Pour faciliter la capitalisation, une option à l’Impôt sur les sociétés peut, dans certains cas, s’avérer judicieuse :

  • Le taux de l’IS est de 15% jusque 38120 € de résultat puis 28% ou 33,33% au-delà.
  • Les amortissements pratiqués sur les immeubles sont déductibles du résultat fiscal.

Mais attention, cette option devra faire l’objet d’une étude puisqu’elle ne sera pas sans contrepartie et notamment une fiscalité plus pénalisante en cas de vente de l’immeuble (plus-value).


Les inconvénients de la SCI

Une société à constituer et à gérer

Toute personne physique (particulier) ou morale (société) peut créer une SCI.  Celle-ci comprend au minimum deux associés.

Les statuts, réalisés par acte sous seing privé ou par acte authentique (Notaire),  constituent les règles de fonctionnement. Ils doivent être écrits et signés par l’ensemble des associés.

La tenue d’une comptabilité n’est pas obligatoire. Cependant, comment rendre les comptes sans la tenue, même sommaire, d’une comptabilité ? De même, comment assurer le suivi des comptes courants associés sans un minimum d’enregistrements comptables ? A l’évidence, la tenue d’une comptabilité apparait indispensable.

Un suivi juridique ‘’simplifié’’ mais obligatoire impose  la réalisation d’une assemblée générale annuelle.

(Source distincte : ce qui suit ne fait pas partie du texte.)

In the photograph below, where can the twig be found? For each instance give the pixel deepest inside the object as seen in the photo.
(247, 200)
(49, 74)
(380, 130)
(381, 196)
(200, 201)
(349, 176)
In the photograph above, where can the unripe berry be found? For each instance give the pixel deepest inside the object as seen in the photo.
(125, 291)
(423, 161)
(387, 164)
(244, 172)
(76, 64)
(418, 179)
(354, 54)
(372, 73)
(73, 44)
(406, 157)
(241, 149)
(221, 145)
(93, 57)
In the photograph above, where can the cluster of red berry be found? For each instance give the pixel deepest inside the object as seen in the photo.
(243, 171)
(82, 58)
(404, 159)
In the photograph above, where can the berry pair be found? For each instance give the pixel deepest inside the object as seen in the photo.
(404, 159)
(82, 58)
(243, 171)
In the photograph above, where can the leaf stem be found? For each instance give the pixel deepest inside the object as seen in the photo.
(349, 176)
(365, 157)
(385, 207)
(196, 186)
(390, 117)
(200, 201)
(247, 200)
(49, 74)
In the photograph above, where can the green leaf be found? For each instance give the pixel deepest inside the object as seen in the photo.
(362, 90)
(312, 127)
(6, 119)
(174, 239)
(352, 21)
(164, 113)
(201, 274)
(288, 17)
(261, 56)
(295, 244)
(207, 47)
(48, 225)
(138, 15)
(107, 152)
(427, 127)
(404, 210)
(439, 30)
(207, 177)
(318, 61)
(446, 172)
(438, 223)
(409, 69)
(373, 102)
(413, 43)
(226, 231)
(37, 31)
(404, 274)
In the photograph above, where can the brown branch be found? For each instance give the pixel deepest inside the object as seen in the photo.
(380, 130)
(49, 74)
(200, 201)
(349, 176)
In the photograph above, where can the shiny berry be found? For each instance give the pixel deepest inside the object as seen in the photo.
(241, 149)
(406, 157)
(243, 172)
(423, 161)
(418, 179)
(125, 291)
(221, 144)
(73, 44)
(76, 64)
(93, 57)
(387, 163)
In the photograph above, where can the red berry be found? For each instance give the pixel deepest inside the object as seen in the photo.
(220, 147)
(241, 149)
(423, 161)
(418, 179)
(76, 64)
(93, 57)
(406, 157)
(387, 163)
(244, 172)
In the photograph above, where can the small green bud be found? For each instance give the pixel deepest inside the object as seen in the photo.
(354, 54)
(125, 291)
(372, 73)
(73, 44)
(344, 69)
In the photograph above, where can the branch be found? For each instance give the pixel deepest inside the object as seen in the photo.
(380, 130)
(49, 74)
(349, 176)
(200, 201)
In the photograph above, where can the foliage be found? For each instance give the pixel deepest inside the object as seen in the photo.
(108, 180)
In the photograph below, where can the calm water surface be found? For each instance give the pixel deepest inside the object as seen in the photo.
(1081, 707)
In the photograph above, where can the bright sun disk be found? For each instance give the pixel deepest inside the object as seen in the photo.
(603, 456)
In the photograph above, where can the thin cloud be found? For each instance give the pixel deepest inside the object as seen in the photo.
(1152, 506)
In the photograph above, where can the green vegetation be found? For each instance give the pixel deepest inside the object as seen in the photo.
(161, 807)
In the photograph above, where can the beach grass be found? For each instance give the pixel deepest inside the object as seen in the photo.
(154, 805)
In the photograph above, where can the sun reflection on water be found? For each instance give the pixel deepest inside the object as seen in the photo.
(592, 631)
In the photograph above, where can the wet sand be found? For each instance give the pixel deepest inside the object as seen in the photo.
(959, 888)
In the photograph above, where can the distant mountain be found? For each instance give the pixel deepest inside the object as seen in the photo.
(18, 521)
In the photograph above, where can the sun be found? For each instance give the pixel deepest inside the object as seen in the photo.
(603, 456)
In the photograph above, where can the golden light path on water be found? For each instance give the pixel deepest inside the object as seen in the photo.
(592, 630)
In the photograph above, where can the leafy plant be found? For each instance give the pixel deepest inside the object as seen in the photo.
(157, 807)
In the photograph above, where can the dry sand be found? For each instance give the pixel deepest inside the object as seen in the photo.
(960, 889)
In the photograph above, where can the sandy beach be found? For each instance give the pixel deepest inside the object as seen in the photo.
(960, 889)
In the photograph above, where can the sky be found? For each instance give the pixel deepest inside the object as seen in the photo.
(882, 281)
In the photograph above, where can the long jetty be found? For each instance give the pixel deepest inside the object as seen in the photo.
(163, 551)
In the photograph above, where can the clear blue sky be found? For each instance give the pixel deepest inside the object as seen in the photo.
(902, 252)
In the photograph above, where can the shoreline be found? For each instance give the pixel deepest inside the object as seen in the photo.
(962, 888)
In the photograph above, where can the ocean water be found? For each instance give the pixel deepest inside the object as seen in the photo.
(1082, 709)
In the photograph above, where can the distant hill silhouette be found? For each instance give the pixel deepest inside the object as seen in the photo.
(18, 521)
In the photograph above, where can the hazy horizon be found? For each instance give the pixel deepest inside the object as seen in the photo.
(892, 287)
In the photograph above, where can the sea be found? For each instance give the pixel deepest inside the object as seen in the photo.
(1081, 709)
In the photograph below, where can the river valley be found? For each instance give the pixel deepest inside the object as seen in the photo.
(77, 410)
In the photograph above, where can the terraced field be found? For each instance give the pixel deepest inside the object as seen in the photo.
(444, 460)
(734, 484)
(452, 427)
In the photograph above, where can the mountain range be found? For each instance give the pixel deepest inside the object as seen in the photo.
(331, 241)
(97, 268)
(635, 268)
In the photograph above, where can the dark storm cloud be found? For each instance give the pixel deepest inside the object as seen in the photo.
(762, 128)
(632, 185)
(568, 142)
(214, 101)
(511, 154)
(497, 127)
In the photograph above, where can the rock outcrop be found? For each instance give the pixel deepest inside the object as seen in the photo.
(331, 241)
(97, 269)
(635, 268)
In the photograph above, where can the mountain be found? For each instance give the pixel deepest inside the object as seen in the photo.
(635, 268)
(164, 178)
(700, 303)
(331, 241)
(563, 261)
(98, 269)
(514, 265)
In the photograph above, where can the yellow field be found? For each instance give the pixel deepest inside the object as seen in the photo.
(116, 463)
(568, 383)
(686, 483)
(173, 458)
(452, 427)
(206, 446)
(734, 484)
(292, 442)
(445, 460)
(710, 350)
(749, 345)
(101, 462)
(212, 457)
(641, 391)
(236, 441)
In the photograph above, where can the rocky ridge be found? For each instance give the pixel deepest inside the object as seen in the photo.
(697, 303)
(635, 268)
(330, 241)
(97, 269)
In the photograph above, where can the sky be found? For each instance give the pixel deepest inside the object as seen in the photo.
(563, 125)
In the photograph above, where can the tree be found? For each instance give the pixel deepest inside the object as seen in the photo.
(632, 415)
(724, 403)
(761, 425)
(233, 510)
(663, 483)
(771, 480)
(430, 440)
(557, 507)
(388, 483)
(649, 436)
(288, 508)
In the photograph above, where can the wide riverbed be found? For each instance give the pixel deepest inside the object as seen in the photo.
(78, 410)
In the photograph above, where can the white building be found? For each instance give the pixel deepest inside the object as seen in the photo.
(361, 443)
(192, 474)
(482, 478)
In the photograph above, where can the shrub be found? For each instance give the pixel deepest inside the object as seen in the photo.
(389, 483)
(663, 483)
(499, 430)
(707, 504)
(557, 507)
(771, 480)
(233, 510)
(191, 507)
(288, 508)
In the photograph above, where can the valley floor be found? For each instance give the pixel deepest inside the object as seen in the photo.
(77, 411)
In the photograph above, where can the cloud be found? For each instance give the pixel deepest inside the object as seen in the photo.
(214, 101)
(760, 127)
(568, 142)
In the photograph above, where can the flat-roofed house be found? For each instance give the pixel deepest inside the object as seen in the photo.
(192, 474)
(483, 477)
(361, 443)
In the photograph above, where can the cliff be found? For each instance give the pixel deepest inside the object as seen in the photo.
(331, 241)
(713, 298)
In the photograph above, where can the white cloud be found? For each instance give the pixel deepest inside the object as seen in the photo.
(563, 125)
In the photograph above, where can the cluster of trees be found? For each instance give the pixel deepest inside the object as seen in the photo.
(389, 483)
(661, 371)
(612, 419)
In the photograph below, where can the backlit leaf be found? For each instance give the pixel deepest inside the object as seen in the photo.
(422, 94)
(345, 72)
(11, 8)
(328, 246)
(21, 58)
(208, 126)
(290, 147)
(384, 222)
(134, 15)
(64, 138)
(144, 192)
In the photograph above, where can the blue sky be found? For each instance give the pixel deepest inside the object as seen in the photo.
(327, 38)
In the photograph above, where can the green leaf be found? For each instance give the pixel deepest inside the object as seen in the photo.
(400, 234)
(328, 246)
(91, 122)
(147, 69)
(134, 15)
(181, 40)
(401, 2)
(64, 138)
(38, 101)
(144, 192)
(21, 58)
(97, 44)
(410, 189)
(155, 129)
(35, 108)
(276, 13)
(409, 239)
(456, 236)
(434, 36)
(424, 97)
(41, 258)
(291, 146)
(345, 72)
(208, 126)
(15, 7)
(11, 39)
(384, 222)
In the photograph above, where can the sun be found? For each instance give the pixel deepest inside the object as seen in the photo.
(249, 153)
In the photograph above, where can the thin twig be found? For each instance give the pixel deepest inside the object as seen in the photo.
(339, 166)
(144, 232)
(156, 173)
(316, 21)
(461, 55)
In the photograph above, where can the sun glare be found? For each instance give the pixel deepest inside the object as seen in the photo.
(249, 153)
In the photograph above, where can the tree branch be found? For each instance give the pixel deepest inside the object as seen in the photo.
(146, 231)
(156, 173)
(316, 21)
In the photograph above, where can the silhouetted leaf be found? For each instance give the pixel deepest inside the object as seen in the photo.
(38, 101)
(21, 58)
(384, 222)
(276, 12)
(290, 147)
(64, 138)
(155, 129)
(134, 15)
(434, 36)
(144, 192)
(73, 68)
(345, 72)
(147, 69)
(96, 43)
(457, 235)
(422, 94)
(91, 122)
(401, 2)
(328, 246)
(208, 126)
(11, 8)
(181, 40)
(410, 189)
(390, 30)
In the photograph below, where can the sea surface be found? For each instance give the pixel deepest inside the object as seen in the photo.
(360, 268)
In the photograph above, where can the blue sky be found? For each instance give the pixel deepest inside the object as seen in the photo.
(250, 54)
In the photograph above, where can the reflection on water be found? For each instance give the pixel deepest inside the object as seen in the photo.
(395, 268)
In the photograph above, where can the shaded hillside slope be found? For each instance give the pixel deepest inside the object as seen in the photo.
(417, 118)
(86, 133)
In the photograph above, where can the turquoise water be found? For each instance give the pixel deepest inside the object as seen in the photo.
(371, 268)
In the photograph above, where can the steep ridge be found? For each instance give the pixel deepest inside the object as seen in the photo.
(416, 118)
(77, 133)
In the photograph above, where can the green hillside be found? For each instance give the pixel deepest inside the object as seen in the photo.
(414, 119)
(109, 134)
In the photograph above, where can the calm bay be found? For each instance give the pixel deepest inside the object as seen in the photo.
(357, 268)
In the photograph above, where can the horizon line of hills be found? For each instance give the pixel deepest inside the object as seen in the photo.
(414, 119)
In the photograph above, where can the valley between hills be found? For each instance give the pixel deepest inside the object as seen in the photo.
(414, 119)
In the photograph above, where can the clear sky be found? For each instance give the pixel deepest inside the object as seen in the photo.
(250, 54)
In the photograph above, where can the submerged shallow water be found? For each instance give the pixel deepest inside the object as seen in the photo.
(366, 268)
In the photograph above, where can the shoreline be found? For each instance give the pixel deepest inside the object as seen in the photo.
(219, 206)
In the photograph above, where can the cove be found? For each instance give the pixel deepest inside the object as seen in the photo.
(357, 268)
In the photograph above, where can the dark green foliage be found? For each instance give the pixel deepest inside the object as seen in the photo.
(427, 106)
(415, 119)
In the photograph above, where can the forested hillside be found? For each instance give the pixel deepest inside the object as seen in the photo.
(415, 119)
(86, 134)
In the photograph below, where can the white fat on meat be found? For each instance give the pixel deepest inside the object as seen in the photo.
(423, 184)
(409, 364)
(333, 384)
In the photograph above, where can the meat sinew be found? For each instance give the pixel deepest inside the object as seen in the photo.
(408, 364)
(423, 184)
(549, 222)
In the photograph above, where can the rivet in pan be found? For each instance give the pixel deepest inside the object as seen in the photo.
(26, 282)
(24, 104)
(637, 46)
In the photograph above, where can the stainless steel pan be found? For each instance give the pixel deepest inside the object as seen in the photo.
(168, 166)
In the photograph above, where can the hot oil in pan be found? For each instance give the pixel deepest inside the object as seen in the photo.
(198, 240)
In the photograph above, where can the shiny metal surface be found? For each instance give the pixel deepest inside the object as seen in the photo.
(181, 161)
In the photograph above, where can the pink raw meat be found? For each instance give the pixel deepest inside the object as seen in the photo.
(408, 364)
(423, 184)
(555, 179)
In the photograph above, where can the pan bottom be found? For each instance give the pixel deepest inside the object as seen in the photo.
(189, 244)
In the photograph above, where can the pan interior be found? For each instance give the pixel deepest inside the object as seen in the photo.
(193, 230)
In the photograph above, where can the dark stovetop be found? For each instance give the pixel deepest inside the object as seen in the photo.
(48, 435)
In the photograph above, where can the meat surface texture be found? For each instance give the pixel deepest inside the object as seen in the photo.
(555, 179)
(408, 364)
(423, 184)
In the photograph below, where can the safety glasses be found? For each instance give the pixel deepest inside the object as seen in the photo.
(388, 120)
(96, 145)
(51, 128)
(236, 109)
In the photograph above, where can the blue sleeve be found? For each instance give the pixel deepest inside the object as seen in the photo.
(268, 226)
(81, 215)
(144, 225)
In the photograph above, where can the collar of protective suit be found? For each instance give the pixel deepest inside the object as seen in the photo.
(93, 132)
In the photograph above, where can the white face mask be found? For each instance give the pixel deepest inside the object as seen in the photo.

La globalisation de la transmission, une perte de liberté pour les héritiers de disposer des biens

Transmettre une globalité d’immeuble par la voie d’une transmission de parts de SCI impose aux descendants, au décès des parents, de cohabiter au sein de la société et de gérer ensemble.

Ce patrimoine transmis globalement est donc difficilement ‘’liquide’’ lorsqu’un associé souhaite réaliser du CASH pour la réalisation d’un projet personnel. En effet, la sortie de la SCI impose la cession de ses parts. La cession de parts doit se conformer aux clauses définis statutairement à savoir : règles de transmission entre vif, règles d’unanimité pour les décisions, règles d’agrément, etc… mais aussi accord sur la valorisation des parts.


(1) Des personnes héritant ensemble d’un bien se retrouvent en état d’indivision et possèdent les mêmes droits sur ce dernier. Situation contraignante, l’indivision les oblige à s’entendre sur tous les actes de gestion et de disposition liés au bien. Ils ne peuvent donc le vendre, le louer, le transformer qu’avec l’accord de tous les indivisaires. Cet état de lourdeur de fonctionnement et d’instabilité n’est pas souhaitable car il fera nécessairement naître des désaccords entre eux. Les blocages sont fréquents et ne peuvent être levés que par le recours au juge. Si une convention d'indivision permet de fixer certaines règles - les droits des différents indivisaires, les biens en indivision, les conditions d'utilisation de chaque bien, le nom éventuel d'un gérant - il faut toujours compter avec le carcan de l'unanimité. 

(2) Des statuts ‘’sur-mesure’’  pourront prévoir, outre les pouvoirs les plus étendus au(x) gérant(s), les clauses d’agrément des nouveaux associés, de rachat de parts, de transmission de parts entre vif et par décès, etc. Le législateur permet une grande latitude dans la rédaction de ces clauses.